Differences Between Maths and Statistics

  • Mathematics is a pure science whereas Statistics is an applied science.
  • Maths encompasses statistics within it. Thus, it has a wider scope and applicability in science and research. In contrast, statistics is practised more in social and behavioural sciences.
  • While maths seeks patterns and their connections, statistics deal with amassing, analysing, and presenting data.
  • Maths deals with metaphysical data whereas statistics depends upon the context of physical data.
  • Maths gives precise and accurate results. Statistics provide estimated predictions. For instance, examining the quality of life in a city will give an approximate answer in statistics. However, measuring the area of a square room through maths will provide a specific answer.
  • Mathematical science is deductive in nature. It follows a top-down approach to reach conclusions through established facts. Statistics make use of available data from a specific sample to derive inferences. Thus, it utilizes inductive reasoning.
  • Pure maths involves complex systems and is considered much more rigorous than Statistics.
  • Maths is rigid with a pre-determined structure with no room for change.
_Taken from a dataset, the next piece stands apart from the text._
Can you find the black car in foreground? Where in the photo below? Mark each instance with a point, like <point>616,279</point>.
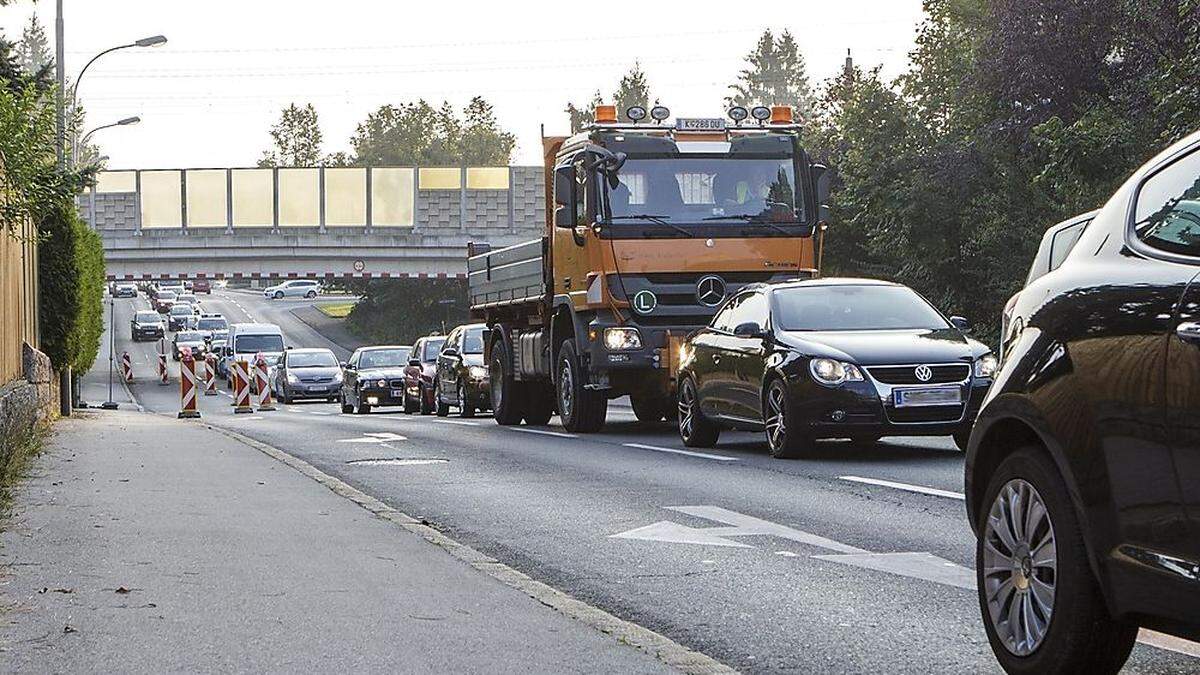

Statistics is indefinite in its functions as it deals with real-life dynamic data. Thus, it is prone to manipulations. Statisticians need to modify their variables and measurement tools, according to each problem. For instance, The “best fit” function makes one variable preferable over the other.
  • Conclusions are absolute in Maths. Statistical predictions are uncertain and vary with context. For example, a p-value below 0.5 is considered statistically significant. However, considering 0.51 insignificant depends on the judgement of the statistician and context, rather than rule of law.
  • Extraneous and confounding variables can disrupt statistical conclusions. Such errors are already resolved in mathematical formulas and don’t affect results. For example, gender bias can affect a statistical study of privilege among people.

  Maths and Statistics differ in their functions of measurement, context, and variability. Despite their differences, these interrelated subjects are extremely crucial in the modern world. While Maths is essential in academic structure, Statistics is highly relevant in daily life and employment opportunities. Especially with the rise of a data-driven lifestyle. As the world edges towards technology and digitisation, both the subjects proffer promising careers. Quit debating maths vs statistics, as there are no winners or losers.  Both of them are equally significant in their own manner.